Using progressive enhancement with Flash

There’s a fantastic article on Adobe’s devnet site that Bobby wrote (he’s the guy who wrote SWFObject’s biggest competition, UFO*). All about progressive enhancement with Flash. It includes helping your Flash content get picked up by search engines, supporting people without the Flash player, and a ton of other good info. Go have a read.

* But hey, it’s not really a competition, use whatever works best for you.

10 thoughts on “Using progressive enhancement with Flash

  1. Hi Geoff,
    Thanks for your contribution the world, really, with SWFObject. I have two questions I’m hoping you can answer. 1. You say that search engines spider the DIV (alt.content), right? So, I’m wondering, if I put the metadata that flash “would” generate, (eg.

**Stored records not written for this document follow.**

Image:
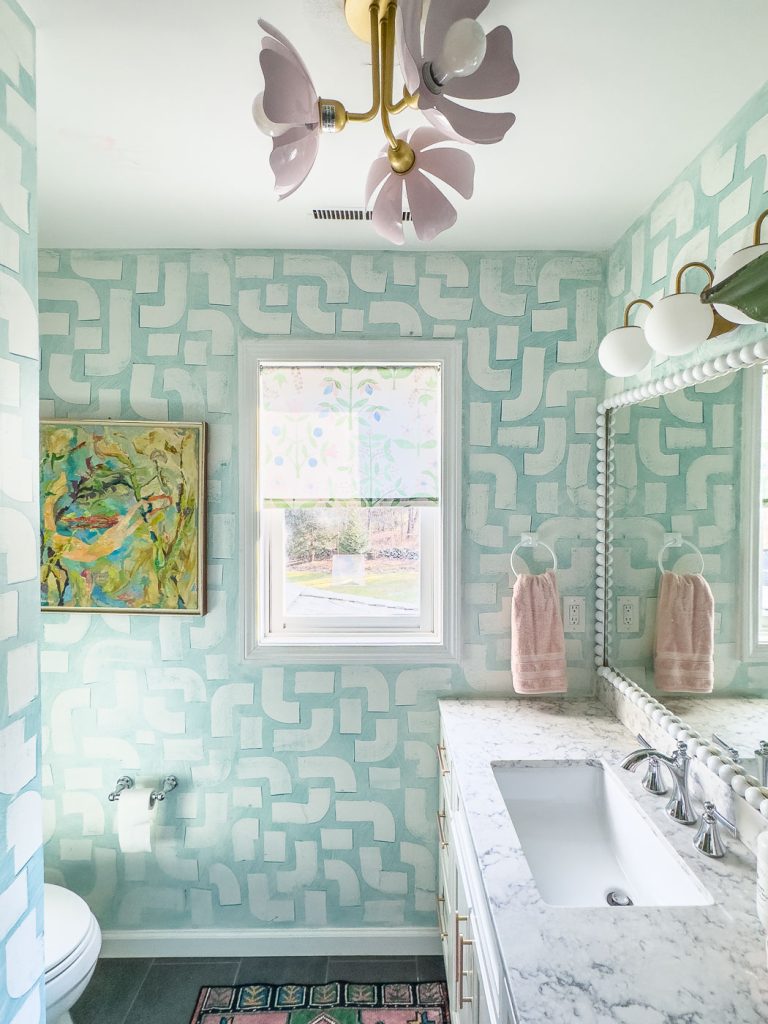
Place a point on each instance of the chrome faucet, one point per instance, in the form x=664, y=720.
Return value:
x=708, y=840
x=761, y=756
x=679, y=806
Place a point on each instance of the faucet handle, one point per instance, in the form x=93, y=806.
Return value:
x=708, y=840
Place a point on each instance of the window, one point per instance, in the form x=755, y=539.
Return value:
x=352, y=488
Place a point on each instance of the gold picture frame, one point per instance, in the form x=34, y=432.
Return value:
x=123, y=516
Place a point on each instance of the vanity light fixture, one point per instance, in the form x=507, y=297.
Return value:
x=455, y=59
x=679, y=323
x=625, y=350
x=734, y=262
x=676, y=325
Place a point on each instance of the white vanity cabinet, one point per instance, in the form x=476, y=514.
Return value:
x=472, y=962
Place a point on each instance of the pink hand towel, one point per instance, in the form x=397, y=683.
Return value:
x=683, y=655
x=538, y=641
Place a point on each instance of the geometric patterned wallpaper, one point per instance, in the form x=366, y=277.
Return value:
x=307, y=793
x=677, y=464
x=20, y=841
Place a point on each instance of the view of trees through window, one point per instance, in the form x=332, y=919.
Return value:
x=361, y=560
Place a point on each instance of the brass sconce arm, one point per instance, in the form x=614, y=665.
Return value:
x=635, y=302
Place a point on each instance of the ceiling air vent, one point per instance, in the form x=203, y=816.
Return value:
x=349, y=215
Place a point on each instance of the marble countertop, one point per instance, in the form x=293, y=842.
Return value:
x=698, y=965
x=742, y=722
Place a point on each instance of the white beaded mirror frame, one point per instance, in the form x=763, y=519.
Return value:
x=709, y=754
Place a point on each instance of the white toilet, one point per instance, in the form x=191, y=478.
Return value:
x=73, y=940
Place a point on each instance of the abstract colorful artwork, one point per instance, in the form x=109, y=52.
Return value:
x=122, y=516
x=331, y=1003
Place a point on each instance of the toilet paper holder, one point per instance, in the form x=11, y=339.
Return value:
x=126, y=782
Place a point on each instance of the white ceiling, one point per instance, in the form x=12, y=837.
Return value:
x=145, y=138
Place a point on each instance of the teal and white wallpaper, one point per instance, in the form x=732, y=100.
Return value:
x=307, y=793
x=20, y=838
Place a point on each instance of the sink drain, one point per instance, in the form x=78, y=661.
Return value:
x=617, y=898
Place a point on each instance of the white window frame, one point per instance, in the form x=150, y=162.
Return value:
x=428, y=641
x=753, y=412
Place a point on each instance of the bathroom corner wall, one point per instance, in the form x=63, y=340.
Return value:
x=308, y=794
x=20, y=841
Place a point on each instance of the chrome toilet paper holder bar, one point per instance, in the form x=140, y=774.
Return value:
x=126, y=782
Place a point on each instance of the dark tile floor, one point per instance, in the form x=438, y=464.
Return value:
x=164, y=991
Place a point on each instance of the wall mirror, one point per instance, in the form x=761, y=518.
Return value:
x=683, y=486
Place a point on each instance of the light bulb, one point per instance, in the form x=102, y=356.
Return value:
x=463, y=51
x=625, y=351
x=678, y=324
x=270, y=128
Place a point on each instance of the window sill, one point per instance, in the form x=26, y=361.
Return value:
x=333, y=653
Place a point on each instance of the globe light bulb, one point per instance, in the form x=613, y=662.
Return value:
x=625, y=351
x=462, y=53
x=270, y=128
x=678, y=324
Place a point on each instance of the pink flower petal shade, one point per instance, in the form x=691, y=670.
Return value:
x=289, y=98
x=497, y=75
x=431, y=211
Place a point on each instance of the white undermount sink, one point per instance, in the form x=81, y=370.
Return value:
x=585, y=838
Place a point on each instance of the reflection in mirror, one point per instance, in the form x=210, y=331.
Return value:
x=687, y=493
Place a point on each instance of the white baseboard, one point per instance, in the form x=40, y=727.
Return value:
x=273, y=942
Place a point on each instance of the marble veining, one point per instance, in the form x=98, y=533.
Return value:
x=742, y=722
x=601, y=966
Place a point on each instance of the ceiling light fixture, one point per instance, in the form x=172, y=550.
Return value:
x=455, y=59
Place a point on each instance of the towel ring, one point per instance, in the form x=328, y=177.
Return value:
x=530, y=541
x=677, y=542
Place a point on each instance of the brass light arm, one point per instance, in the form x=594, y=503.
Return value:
x=375, y=68
x=400, y=155
x=758, y=226
x=409, y=99
x=635, y=302
x=387, y=68
x=687, y=266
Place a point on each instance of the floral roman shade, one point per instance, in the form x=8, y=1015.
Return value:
x=349, y=435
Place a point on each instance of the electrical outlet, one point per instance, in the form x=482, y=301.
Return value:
x=573, y=616
x=628, y=616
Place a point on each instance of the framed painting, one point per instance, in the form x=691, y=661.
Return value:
x=122, y=516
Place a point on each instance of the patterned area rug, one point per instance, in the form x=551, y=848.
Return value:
x=332, y=1003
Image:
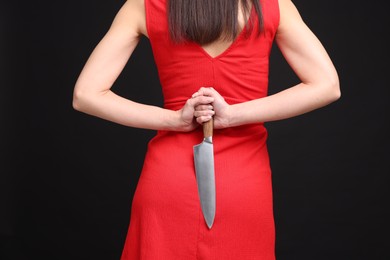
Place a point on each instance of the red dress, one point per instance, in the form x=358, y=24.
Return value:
x=166, y=219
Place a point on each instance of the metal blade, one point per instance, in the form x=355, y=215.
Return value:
x=204, y=167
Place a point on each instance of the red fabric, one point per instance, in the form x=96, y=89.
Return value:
x=166, y=219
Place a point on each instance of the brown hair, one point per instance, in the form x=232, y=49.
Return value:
x=204, y=21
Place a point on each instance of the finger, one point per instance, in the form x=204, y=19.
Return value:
x=208, y=113
x=206, y=91
x=203, y=119
x=204, y=107
x=200, y=100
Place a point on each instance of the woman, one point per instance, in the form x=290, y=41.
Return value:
x=212, y=59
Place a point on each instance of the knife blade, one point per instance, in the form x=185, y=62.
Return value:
x=204, y=168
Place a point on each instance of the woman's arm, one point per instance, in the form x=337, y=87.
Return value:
x=307, y=57
x=92, y=94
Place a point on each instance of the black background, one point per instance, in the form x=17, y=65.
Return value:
x=67, y=179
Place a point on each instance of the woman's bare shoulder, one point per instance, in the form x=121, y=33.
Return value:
x=131, y=16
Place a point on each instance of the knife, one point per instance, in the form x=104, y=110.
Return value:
x=204, y=168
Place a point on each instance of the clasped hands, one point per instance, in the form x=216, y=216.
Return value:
x=201, y=107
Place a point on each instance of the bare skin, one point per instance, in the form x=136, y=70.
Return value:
x=301, y=48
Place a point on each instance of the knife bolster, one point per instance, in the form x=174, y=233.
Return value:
x=208, y=128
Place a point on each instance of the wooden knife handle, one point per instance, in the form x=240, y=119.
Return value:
x=208, y=128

    2007 Chevrolet Corvette2007 Chevrolet Corvette video

    I’m not sure if this doctype is unique to Flash and would tell the browser “here is some Flash in this html page, and also here is some metadata describing it. What are you thoughts on this becuase I’m thinking for my video, i just use one swf and changing metadata evertime is not an option, that maybe I can “kill two birds with one stone” by embedded the flash metadata in the SWFObject DIV (alt.content). Do you have any thoughts on if this would work? If it would, i would just dynamically change what’s in the DIV each time. 2nd Question has to do with SWFObject in Firefox. I notice that when placing transparent Flash content in an iFrame and positioning absolutely over a page, that the flash object stays even though i put a blank keyframe to have no content when the movie is done. Here is an example. http://www.edmunds.com > New Car landing page and look at the Flash content in the header. In IE, after the flash plays our header is clickable. In Firefox, the object remains and content underneath is not clickable. Any idea of a workaround on how I would “delete or hide” the SWFObject when the movie is done? Hope this makes sense.

    //Michael Kaufman

  2. This is fantastic help – thank you very much. Getting the search engines to pick up flash sites is really definitely something that is very useful. Also, supporting viewers without flash. Although, I find it strange that some people don’t have flash. Flash has become quite a standard these days, if you ask me, and most people do have it installed.
    Still, there are probably a few die-hards out there who just blatantly refuse to do so. Weird. Great information here, thanks again.